Un partito della tradizione socialdemocratica di stampo europeo che ha avviato il riscatto dei ceti meno abbienti, di chi è rimasto indietro, che si è battuto per i diritti civili, che è stato protagonista della battaglia per la Repubblica e che, con il primo centrosinistra di Moro e Nenni e con il governo di coalizione guidato da Craxi, ha dimostrato come attraverso le riforme si possa perseguire la crescita economica e, nel contempo, la giustizia sociale.

Ai giovani noi abbiamo il dovere di indicare la strada del riformismo, che è una metodologia, che, attraverso la gradualità delle riforme, mira alla giustizia sociale e alla tutela di tutte le libertà, oggi, per fortuna, garantite dalla nostra Costituzione.

Ma indicato il percorso, i grandi ideali e la metodologia, ai giovani dobbiamo presentare una piattaforma programmatica che indichi con puntualità tutte le riforme da realizzare per favorire, da un lato la crescita economica e dall’altro una più equa distribuzione della ricchezza, che determini il riscatto dei più umili. Per restare allo scenario della nostra regione, i movimenti riformisti che oggi, intendono coordinarsi per far sentire la voce di questa intramontabile cultura, definiscano tale piattaforma programmatica, che affronti, con chiare ed incisive proposte, i nodi più drammatici che oggi affliggono la società calabrese: dalla sanità alle infrastrutture, dall’ambiente ai rifiuti, dal sistema produttivo alla funzionalità dei servizi, per arrivare a riforme incisive che risolvano la drammatica situazione del lavoro femminile e giovanile.

Ben sapendo che la prima riforma deve riguardare l’ordinamento regionale, per pervenire ad una Regione che riacquisti il ruolo ad esso assegnato dalla Costituzione: di legiferazione, di programmazione, di indirizzo e di controllo, dismettendo gli attuali panni di Ente di Gestione e trasferirli alle Province e ai Comuni associati.
A voler tacere della necessità di elaborare proposte concrete per sconfiggere ogni forma di organizzazione criminale e, nel contempo, tutelare, non solo formalmente, i diritti garantiti dalla Costituzione.
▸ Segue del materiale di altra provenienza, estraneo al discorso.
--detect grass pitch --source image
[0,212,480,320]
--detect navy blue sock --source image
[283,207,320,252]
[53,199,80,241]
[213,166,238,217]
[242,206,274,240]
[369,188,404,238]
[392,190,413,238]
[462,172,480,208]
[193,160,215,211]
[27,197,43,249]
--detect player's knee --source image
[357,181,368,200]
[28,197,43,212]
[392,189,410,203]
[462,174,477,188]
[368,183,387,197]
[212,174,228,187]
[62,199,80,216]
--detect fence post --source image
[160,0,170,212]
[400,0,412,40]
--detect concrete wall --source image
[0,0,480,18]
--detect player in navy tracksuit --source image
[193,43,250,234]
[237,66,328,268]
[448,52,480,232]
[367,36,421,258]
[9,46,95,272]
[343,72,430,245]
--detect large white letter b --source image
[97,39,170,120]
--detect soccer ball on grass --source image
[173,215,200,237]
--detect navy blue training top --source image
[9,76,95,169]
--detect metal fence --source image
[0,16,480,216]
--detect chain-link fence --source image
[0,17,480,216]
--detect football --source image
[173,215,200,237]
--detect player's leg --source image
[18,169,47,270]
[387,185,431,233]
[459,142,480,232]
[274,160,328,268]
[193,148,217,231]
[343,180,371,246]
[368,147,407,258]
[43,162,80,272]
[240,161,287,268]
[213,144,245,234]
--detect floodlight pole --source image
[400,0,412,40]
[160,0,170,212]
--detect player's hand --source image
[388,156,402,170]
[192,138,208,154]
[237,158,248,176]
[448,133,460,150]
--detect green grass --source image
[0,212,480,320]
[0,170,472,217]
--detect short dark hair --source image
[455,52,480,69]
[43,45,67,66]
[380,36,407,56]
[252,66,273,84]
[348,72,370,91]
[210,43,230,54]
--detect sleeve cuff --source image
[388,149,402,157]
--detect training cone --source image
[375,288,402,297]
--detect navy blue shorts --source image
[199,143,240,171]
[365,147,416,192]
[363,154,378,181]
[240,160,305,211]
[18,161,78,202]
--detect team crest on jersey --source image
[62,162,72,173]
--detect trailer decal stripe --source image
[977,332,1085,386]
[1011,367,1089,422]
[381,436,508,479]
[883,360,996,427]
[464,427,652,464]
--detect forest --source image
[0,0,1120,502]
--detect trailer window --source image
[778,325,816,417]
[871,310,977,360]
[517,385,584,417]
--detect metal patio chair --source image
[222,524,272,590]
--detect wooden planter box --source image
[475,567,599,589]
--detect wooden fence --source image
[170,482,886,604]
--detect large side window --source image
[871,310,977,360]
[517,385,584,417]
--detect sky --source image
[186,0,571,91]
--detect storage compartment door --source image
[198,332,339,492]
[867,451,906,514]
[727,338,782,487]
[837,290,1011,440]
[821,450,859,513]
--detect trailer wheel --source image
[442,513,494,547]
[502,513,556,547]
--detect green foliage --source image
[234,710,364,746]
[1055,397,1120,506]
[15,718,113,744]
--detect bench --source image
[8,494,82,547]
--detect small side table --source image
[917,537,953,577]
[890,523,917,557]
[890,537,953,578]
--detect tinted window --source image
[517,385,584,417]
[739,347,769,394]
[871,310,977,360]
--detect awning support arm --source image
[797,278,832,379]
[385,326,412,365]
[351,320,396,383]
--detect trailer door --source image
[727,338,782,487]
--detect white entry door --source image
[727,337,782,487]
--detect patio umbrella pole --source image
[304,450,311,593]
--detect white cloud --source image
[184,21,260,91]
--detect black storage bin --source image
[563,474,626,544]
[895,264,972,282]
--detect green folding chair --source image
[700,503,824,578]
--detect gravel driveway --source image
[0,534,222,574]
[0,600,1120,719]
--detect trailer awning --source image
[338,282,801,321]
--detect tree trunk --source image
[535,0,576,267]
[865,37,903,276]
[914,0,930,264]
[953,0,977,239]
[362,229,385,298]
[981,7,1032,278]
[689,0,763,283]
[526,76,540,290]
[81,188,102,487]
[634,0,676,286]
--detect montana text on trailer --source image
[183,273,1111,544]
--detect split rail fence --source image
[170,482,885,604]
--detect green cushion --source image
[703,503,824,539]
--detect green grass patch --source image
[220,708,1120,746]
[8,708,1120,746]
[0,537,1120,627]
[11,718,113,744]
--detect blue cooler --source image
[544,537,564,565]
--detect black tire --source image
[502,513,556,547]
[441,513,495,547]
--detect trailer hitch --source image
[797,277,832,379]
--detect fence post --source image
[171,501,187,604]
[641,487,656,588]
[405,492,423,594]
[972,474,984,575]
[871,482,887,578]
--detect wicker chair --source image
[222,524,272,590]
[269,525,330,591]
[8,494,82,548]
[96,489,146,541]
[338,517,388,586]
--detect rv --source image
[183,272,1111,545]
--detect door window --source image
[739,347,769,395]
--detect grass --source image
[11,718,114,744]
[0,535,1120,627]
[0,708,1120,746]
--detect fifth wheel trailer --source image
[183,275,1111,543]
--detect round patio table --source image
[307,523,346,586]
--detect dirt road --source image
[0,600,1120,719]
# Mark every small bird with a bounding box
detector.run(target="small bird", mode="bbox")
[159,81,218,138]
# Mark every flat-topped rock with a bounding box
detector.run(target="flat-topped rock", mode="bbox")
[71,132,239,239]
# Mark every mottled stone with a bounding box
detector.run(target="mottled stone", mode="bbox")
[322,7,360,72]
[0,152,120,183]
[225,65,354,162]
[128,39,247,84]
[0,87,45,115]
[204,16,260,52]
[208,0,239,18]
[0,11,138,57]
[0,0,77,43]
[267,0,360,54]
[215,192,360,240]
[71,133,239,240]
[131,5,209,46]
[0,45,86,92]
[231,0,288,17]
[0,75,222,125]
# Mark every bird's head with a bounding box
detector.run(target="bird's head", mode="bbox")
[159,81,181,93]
Ovviamente, dette garanzie debbono marciare insieme a politiche che assicurino sicurezza, legalità e trasparenza.

Il nostro augurio è che lo sforzo che noi stiamo compiendo possa suscitare interesse da parte di quanti sognano una Calabria libera da ogni forma di condizionamento, in cui trionfino confronto democratico, crescita economica, occupazione per tutti, in particolare per giovani e donne, ed un livello di qualità della vita per come i calabresi meritano”.